The U.S. Still Leads the World in Cyber Capabilities.

By Clinton Pownall
 President & CEO
 Computer Business
Consultants

The U.S. Still Leads the World in Cyber Capabilities. That’s the good news from a recently released 182-page report by British think tank the International Institute for Strategic Studies that reviews the cyber capabilities (government and private sector) of the world’s biggest players in hacking and digital defense. The report cautions that China is racing toward parity, and notes that the U.S. is more constrained in flexing its cyber powers, saying: “The ways in which the US wields its cyber power appear politically and legally constrained when compared with its main cyber adversaries—Russia, China, Iran and North Korea. The US has sought to be a responsible offensive cyber actor, governed by international law and at pains to limit potential collateral damage. … These factors have combined to give the adversaries of the US an edge in the use of unsophisticated cyber techniques that are aimed at subversion but pitched below the legal threshold for an act of aggression that might justify an armed response.”


Acting Director of U.S. Cybersecurity and Infrastructure Security Agency Warns about Future. In a recent interview with CNN, Brandon Wales, the current acting director of the Cybersecurity and Infrastructure Security Agency, pointed to the Colonial Pipeline and JBS ransomware attacks and said they are just a sign of worse events that could potentially harm the U.S. “Both of those incidents highlight the actual real-world consequences of cyber incidents, targeting our critical infrastructure. And while today those attacks have impacted Americans at the gas pump and at the supermarkets, our concern is where could this go next,” Wales said. “I think our concern is that more targeting of the industrial control systems, those things that actually enable critical infrastructure to operate—whether in water systems or power systems, the manufacturing base of the country—those are targets, and unless we take urgent action, we are really concerned about the disruptive effects that this could have on the American people.” Providing a chilling view into a possible future, Wales said: “You can just imagine, you get up in the morning and you try to turn on your lights and they don’t come on, you try to brush your teeth, and the water is not there, or it’s not clean. You try to log on to check your email and it’s not working, you can’t execute a financial transaction, because critical infrastructure in this country has been compromised in some way by a cyber incident.”

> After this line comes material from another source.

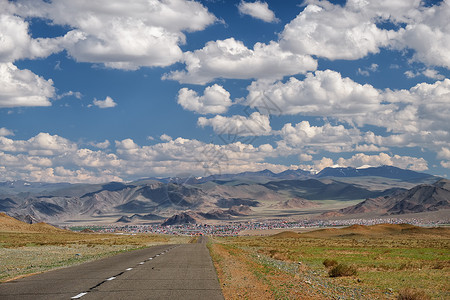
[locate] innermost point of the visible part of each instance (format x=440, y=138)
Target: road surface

Cyber Attacks Could be Worse than Hurricanes. That’s one of the findings of a report released from the Foundation for Defense of Democracies. The report looks at the economic impacts major hurricanes have caused to the economy, and suggests, “Disruptive cyber incidents can cause similar short- and long-term damage. In fact, cyber incidents can exact an even greater economic cost than extreme weather events, because the bulk of the economic losses from weather events are from property damage.” In contrast, the report notes that cyberattacks can take a huge toll on intangibles ranging from loss of business to loss of intellectual property.” The report concludes: “Cyber vulnerabilities pose a systemic risk to the U.S. economy. Through the right mix of policy and standard-setting, the U.S. government can help create a market with more informed risk-taking and more resilient companies. … The ultimate goal is to incentivize enterprise cyber resilience and, by extension, create greater national resilience against all forms of cyber threats.”

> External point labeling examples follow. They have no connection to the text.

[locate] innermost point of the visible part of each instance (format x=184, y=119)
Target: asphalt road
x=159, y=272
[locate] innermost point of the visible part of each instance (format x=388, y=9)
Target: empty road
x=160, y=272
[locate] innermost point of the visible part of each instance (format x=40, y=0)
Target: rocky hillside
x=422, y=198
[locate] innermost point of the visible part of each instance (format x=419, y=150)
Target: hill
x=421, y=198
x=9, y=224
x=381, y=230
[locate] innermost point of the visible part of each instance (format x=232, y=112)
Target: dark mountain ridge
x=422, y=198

“US Secret Service Releases ‘Most Wanted’ Cyber Fugitive List.” Bank Info Security carries that headline about a Top 10 most wanted list for cybercrimes. The list includes two Ukrainian men with a $1 million bounty on their heads for targeting the U.S. Security and Exchange Commission’s Electronic Data Gathering, Analysis, and Retrieval system. Most of those on the wanted list appear to have been operating from outside the U.S., which could make them harder to apprehend. The article notes: “The publishing of the Most Wanted Fugitive list, which is similar to the FBI’s Most Wanted List, comes as the Secret Service has been increasingly involved in pursuing and investigating cyber-related financial crimes. In July 2020, the agency announced its Cyber Fraud Task Force, which combined agents and resources from the Electronic Crimes Task Forces and Financial Crimes Task Forces.”


Clinton A. Pownall is the President & CEO of Computer Business Consultants and has been in the IT field since 1990. Pownall served in the U.S. Navy for six years as a Weapons Systems Technician and has a Bachelor of Science in Computer Engineering. Through Computer Business, he was one of the first to pioneer VoIP technology using satellite communications. He is a member of the Florida Police Chiefs Association, and advises law enforcement agencies on cybersecurity. Pownall serves on several boards and committees and has a strong affiliation with various arts and education groups, local school districts, and served in regional efforts of the Bill & Melinda Gates NextGen Foundation. He’s served as a Vice President of the Board of Director for the Orlando Shakes Theater and is actively involved in the South Lake Chamber of Commerce, West Orange Chamber of Commerce, and the Orlando Economic Partnership.